Table 2: Why does the title of the table refer to the prevalence of serum antibodies to SARS-CoV-2 in the general population in a high-altitude setting in Peru” if Quillabamba (~1000 m elevation) was included? Was not altitude defined (in the study) as an elevation over 2500 m? The comparison of prevalence across regions is interesting. Quillabamba had the lowest prevalence. This must be further discussed and contrasted with the findings from numerous previous studies (Quevedo-Ramirez, Respir Physiol Neurobiol 2020; Accinelli, Arch Bronconeumol 2020; Intimayta-Escalante, High Alt Med Biol 2020; Woolcott, High Alt Med Biol 2020; Seclen, Diabetes Res Clin Pract 2020, Perone Sci Total Environ 2021; Cano-Pérez, Am J Trop Med Hyg 2020.). These references should be included in Introduction. Please correct: ”Models adjusted by” (adjusted for…”). What do the authors mean by “adjusted for study setting”? Data cannot be adjusted for the same variable. This should be clarified in the table footnotes. Table should show the n size for each variable/category. Data show that only 50% of all who died had positive antibodies. Is this correct? This deserves extensive discussion. How was BMI measured?

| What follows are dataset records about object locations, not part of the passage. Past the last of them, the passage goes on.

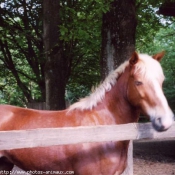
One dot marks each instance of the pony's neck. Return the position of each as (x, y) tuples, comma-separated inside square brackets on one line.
[(117, 103)]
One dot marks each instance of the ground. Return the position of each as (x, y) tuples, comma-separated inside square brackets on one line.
[(152, 157)]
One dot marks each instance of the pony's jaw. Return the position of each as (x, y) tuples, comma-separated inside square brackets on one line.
[(162, 122)]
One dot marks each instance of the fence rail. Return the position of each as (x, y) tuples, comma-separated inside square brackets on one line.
[(43, 137)]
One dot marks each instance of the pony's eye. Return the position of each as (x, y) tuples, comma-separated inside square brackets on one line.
[(138, 83)]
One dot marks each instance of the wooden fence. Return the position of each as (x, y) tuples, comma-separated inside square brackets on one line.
[(43, 137)]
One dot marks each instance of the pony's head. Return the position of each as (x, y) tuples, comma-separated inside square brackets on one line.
[(145, 89)]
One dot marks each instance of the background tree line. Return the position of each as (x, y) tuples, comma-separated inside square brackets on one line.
[(55, 49)]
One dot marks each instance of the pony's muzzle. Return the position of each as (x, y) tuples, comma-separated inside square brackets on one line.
[(162, 124)]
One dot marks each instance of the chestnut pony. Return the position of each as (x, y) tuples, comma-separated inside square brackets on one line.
[(134, 87)]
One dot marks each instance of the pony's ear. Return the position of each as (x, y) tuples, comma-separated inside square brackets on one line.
[(159, 56), (134, 59)]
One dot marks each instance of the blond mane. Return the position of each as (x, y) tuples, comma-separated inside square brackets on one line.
[(97, 96)]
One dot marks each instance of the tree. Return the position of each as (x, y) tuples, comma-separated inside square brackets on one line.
[(20, 46), (118, 34), (57, 66)]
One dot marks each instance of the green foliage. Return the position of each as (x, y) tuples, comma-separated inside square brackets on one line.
[(21, 46)]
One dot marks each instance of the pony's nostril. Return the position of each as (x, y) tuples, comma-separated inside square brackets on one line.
[(157, 124)]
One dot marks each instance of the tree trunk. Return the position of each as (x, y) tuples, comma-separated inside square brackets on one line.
[(56, 65), (118, 35)]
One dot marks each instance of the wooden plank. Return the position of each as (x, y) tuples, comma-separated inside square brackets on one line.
[(129, 167), (73, 135)]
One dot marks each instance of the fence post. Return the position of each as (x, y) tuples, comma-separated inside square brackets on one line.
[(129, 168)]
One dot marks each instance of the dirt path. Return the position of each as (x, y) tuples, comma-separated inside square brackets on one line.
[(154, 158), (151, 158)]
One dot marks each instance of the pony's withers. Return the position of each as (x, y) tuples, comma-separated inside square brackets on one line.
[(136, 86)]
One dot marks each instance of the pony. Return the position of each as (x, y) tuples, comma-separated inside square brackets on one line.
[(134, 87)]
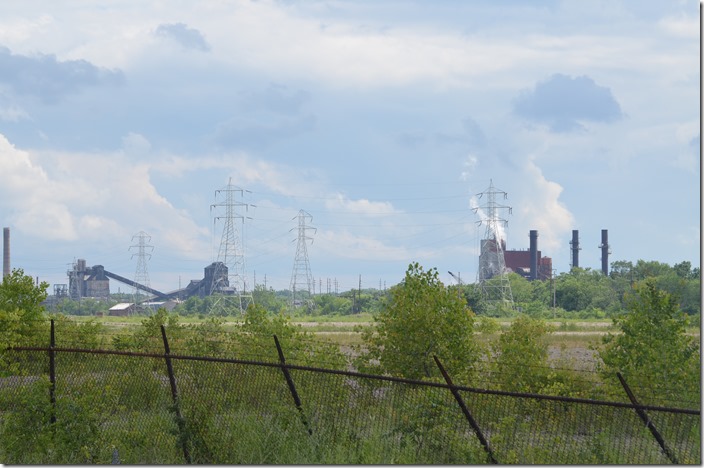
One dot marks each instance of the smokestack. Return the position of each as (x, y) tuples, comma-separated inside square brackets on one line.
[(575, 248), (5, 252), (604, 252), (533, 255)]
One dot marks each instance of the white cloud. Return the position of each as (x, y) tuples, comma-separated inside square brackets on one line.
[(681, 25), (361, 206), (13, 113), (346, 245), (542, 209), (134, 143), (90, 197)]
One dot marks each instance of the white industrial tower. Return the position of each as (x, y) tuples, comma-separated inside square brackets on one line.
[(229, 284), (301, 277), (142, 250), (491, 258)]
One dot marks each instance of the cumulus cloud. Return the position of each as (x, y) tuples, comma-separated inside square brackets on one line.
[(188, 38), (49, 79), (563, 102), (542, 209), (361, 206), (471, 135), (90, 197)]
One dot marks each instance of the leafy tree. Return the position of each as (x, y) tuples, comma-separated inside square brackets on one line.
[(653, 351), (256, 337), (645, 269), (21, 311), (421, 318), (582, 289), (522, 355)]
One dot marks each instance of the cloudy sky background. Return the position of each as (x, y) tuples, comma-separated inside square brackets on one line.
[(382, 119)]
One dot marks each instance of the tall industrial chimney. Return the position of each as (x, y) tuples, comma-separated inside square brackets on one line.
[(575, 248), (533, 254), (5, 252), (604, 251)]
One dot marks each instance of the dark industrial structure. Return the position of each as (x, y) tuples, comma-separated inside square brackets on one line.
[(574, 247), (5, 252), (87, 281), (529, 263), (604, 246)]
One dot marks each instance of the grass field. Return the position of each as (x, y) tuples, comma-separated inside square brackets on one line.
[(572, 343)]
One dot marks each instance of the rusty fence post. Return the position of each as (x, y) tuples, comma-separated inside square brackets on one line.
[(465, 411), (291, 386), (647, 421), (52, 372), (174, 396)]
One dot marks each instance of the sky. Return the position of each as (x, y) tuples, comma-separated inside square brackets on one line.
[(383, 120)]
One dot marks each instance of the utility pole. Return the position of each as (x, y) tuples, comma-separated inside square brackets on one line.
[(301, 277), (229, 281), (552, 277), (492, 263), (141, 276), (459, 282)]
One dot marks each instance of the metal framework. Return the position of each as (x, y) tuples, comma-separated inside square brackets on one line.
[(491, 276), (229, 284), (302, 283), (142, 251)]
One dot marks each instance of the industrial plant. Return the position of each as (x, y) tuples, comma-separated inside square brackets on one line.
[(225, 277)]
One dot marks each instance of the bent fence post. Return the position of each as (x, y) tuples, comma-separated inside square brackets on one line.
[(174, 396), (291, 386), (52, 373), (465, 411), (648, 422)]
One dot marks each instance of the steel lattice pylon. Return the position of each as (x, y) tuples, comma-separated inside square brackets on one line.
[(229, 284), (491, 258), (141, 276), (302, 282)]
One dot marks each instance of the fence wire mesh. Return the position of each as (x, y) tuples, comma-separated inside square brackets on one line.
[(94, 405)]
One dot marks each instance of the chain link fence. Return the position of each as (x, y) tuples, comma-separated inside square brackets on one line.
[(69, 405)]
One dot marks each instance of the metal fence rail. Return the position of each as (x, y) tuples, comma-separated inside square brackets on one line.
[(72, 405)]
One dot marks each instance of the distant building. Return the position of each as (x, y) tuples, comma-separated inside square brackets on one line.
[(518, 261), (122, 309)]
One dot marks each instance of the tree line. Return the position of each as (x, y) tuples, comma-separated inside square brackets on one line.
[(580, 293)]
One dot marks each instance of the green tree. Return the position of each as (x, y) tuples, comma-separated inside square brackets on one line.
[(21, 310), (255, 337), (420, 319), (21, 314), (653, 350), (521, 356)]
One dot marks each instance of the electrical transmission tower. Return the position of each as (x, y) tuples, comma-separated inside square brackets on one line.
[(491, 277), (142, 250), (228, 281), (302, 282)]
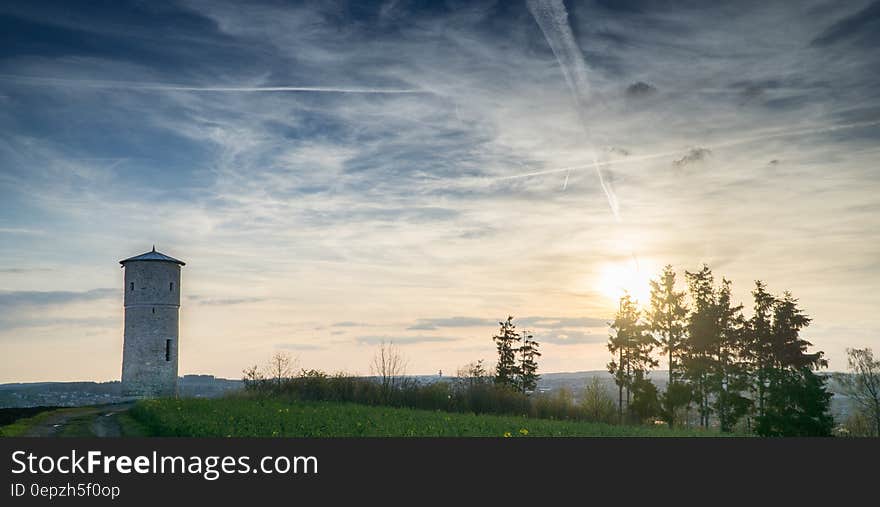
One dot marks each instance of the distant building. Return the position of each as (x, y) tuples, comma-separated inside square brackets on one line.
[(152, 304)]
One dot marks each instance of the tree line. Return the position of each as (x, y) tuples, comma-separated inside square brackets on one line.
[(754, 373)]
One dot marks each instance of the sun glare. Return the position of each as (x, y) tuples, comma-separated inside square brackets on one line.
[(625, 277)]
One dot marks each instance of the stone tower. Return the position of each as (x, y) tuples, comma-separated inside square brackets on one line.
[(152, 301)]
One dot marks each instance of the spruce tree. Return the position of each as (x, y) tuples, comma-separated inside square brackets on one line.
[(797, 402), (702, 339), (667, 318), (507, 343), (528, 364), (632, 343)]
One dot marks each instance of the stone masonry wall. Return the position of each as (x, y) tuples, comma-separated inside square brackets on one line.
[(152, 302)]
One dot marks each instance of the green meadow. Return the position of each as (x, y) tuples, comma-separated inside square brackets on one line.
[(268, 417)]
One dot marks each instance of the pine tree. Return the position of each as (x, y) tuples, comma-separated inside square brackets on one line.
[(667, 318), (528, 365), (633, 344), (506, 342), (797, 402), (729, 378), (702, 339), (758, 343)]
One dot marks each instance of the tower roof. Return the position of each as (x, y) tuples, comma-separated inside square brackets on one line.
[(152, 256)]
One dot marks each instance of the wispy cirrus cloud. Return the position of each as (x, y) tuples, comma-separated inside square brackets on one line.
[(381, 208)]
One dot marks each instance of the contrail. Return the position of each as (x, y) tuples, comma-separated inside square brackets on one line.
[(715, 146), (552, 18), (128, 85)]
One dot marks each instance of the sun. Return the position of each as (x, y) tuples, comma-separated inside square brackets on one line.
[(620, 278)]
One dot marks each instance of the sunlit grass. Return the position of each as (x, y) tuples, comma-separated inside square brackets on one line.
[(245, 417)]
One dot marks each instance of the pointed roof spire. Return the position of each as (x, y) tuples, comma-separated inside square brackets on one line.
[(152, 256)]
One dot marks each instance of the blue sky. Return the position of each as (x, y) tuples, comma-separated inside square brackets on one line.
[(337, 174)]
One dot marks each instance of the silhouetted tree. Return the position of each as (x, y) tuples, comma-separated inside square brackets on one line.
[(729, 377), (758, 350), (797, 402), (702, 339), (528, 364), (390, 366), (633, 344), (506, 342), (280, 367), (667, 318)]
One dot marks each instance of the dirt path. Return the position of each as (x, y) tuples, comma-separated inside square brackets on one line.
[(97, 421)]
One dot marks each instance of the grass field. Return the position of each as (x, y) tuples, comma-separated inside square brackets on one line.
[(248, 417)]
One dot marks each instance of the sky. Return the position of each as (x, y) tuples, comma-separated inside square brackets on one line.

The authors presented some of their data as adjusted odds ratios, however, all odds ratios were interpreted as probabilities. That is inappropriate and must be corrected.

Correct grammar and spelling throughout the manuscript. I would suggest the manuscript be revised by a native English speaker.

Table 3: “DEVELOPED SOME OF THESE SYMPTOMS IN THE LAST 3 MONTHS”. Three months prior to what date? HBP: does this acronym stand for high blood pressure? Did you mean hypertension? How was Cardiac disease and Renal disease defined? Could you explain in Methods? Could you use the proper terms for “Smell / taste alteration”? What do you mean by “Always wear…”. This does not sound accurate. I doubt the subjects used protective gear at home. Please clarify.

Figures for review should be provided using a common format. Not all have the applications to open EPS files. I could not see Figure 1.

DISCUSSION:

The fact that the first case in Cusco was reported in March 2020 and the blood samples collected in September 2020 may have introduced an important bias in the estimates of the prevalence considering that IgG and IgM were not separately analyzed. This is a major limitation of the study that should be discussed.

The comparison of prevalence across regions is interesting. Quillabamba had the lowest prevalence. This must be further discussed and contrasted with the findings from numerous previous studies (Quevedo-Ramirez, Respir Physiol Neurobiol 2020; Accinelli, Arch Bronconeumol 2020; Intimayta-Escalante, High Alt Med Biol 2020; Woolcott, High Alt Med Biol 2020; Seclen, Diabetes Res Clin Pract 2020, Perone Sci Total Environ 2021; Cano-Pérez, Am J Trop Med Hyg 2020.).

This study has numerous limitations, but I do not see any effort at self-criticism. It has been referred that this study is not representative of the whole population of Cusco. However, nothing is mentioned about the people who are hospitalized. This population may represent a large proportion of cases with seropositivity. Also, it should be discussed the rate of acceptance or rejection to be surveyed. Was there any difference on the participation among and between families across regions?

CONCLUSIONS:

The conclusion that “the altitude seems not to influence estimates” is not accurate. Your data suggest the opposite. I would like to see the unadjusted ORs for all your estimates in Table 2. In addition, as I suggested in my previous comment, the ORs estimates of seroprevalence for Cusco and peripheral regions vs Quillabamba should also be adjusted for comorbidities and population density, in addition to age and sex. Based on the additional findings from the analyses requested, discussion should be modified accordingly.